Sedler Andrew R, Mitchell Cassie S
Laboratory for Pathology Dynamics, Department of Biomedical Engineering, Georgia Institute of Technology, Emory University School of Medicine, Atlanta, GA, United States.
Front Bioeng Biotechnol. 2019 Jul 3;7:156. doi: 10.3389/fbioe.2019.00156. eCollection 2019.

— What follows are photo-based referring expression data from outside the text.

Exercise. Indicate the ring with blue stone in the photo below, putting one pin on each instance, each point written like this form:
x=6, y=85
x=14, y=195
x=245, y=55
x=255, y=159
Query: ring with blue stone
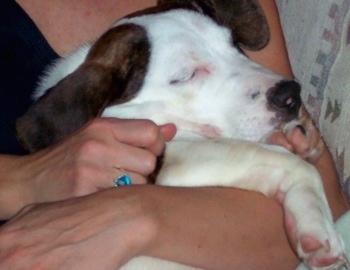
x=123, y=180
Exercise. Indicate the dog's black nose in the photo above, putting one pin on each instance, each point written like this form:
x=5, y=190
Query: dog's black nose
x=285, y=96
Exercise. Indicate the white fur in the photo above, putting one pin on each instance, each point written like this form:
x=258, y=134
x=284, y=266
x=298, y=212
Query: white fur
x=219, y=94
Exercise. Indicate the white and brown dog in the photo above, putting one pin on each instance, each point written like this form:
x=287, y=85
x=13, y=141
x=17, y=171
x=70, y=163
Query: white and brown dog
x=179, y=62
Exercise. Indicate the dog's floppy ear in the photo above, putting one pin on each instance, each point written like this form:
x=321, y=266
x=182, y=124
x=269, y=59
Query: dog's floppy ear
x=114, y=69
x=245, y=18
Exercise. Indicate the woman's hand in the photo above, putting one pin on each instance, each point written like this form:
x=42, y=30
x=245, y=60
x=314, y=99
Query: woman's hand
x=84, y=163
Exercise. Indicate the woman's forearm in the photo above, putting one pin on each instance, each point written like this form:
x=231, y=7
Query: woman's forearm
x=218, y=228
x=11, y=190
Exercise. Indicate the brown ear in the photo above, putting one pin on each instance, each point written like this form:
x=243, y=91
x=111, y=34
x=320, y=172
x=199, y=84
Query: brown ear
x=114, y=69
x=245, y=18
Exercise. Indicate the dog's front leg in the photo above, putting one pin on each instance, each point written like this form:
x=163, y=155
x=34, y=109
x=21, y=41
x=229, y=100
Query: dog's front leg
x=268, y=169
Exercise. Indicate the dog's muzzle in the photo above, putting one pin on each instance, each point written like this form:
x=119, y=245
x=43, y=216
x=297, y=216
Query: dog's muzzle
x=284, y=98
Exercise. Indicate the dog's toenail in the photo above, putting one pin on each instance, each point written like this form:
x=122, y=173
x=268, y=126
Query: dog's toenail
x=302, y=129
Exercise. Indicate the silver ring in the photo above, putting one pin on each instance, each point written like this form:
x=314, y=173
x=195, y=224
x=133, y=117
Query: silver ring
x=123, y=180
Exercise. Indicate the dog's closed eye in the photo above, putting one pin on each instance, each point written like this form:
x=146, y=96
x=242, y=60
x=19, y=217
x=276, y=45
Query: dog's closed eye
x=186, y=75
x=183, y=76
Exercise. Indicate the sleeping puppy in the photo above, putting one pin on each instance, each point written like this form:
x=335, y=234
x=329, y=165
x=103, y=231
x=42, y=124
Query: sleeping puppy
x=181, y=62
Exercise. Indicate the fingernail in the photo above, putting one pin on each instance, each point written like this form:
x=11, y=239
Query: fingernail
x=302, y=129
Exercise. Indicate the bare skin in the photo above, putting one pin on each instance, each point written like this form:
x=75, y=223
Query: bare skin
x=215, y=228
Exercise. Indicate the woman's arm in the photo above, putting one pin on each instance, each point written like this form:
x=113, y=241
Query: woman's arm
x=83, y=163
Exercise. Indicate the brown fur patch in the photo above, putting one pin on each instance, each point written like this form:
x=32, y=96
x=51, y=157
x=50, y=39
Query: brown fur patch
x=114, y=70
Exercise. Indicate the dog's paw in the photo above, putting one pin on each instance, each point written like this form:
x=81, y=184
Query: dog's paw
x=316, y=241
x=305, y=139
x=318, y=254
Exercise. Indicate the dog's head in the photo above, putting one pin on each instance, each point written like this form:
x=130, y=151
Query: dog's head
x=178, y=62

Literature-Based Discovery (LBD) aims to connect scientists across silos by assembling models of the literature to reveal previously hidden connections. Unfortunately, LBD systems have been unable to achieve user adoption on a large scale. This work develops opens source software in Python to convert a database of semantic predications of all of PubMed's 27.9 million indexed abstracts into a semantic inference network and biomedical concept graph in Neo4j. The developed software, called SemNet, queries a modified version of the publicly available SemMedDB and computes feature vectors on source-target pairs. Each unique United Medical Language System (UMLS) concept is represented as a node and each predication as an edge. Each node is assigned one of 132 node labels (e.g., Amino Acid, Peptide, or Protein (AAPP); Gene or Genome (GG); etc.) and each edge is labeled with one of 58 predications (e.g. treats, causes, inhibits, etc.). SemNet computes a single feature value for each metapath, or sequence of node types, between a source node and user-specified target node(s). Several different types of metapath-based features (count, degree weighted path count, and HeteSim metric) are computed and vectorized. SemNet employs an unsupervised learning algorithm for rank aggregation (ULARA) to rank identified source nodes that are most relevant to the user-specified target nodes(s). Statistical analysis of correlation among identified source nodes or resultant literature network features are used to identify patterns that can guide future research. Analysis of high residual nodes is used to compare and contrast SemNet rankings between different targets of interest. An example SemNet use case is presented to assess "the differential impact of smoking on cognition in males and females" using the following target nodes: nicotine, learning, memory, tetrahydrocannabinol (THC), cigarette smoke, X chromosome, and Y chromosome. Detailed rankings are discussed. Overall results suggest a hypothesis where smoking negatively impacts cognition to a greater extent in females, but smoking has stronger cardiovascular impacts in males. In summary, SemNet provides an adoptable method for efficient LBD of PubMed that extends beyond omics-only relationships to true multi-scalar connections that can provide actionable insight for predictive medicine, research prioritization, and clinical care.
基于文献的发现(LBD)旨在通过整合文献模型来揭示先前隐藏的联系,从而将不同领域的科学家联系起来。不幸的是,LBD系统尚未能够在大规模上实现用户采用。这项工作开发了用Python编写的开源软件,将PubMed的2790万篇索引摘要的语义预测数据库转换为Neo4j中的语义推理网络和生物医学概念图。所开发的软件名为SemNet,查询公开可用的SemMedDB的修改版本,并在源-目标对上计算特征向量。每个独特的统一医学语言系统(UMLS)概念都表示为一个节点,每个预测表示为一条边。每个节点被分配132个节点标签之一(例如,氨基酸、肽或蛋白质(AAPP);基因或基因组(GG)等),每条边用58个预测之一标记(例如,治疗、导致、抑制等)。SemNet为源节点和用户指定的目标节点之间的每个元路径或节点类型序列计算一个单一特征值。计算并向量化几种不同类型的基于元路径的特征(计数、度加权路径计数和HeteSim度量)。SemNet采用无监督学习算法进行排名聚合(ULARA),对与用户指定的目标节点最相关的已识别源节点进行排名。对已识别源节点或所得文献网络特征之间的相关性进行统计分析,以识别可指导未来研究的模式。对高残差节点的分析用于比较和对比不同感兴趣目标之间的SemNet排名。给出了一个SemNet用例,使用以下目标节点评估“吸烟对男性和女性认知的差异影响”:尼古丁、学习、记忆、四氢大麻酚(THC)、香烟烟雾、X染色体和Y染色体。讨论了详细排名。总体结果提出了一个假设,即吸烟对女性认知的负面影响更大,但吸烟对男性心血管的影响更强。总之,SemNet为PubMed的高效LBD提供了一种可采用的方法,该方法超越了仅组学关系,扩展到真正的多标量连接,可为预测医学、研究优先级确定和临床护理提供可操作的见解。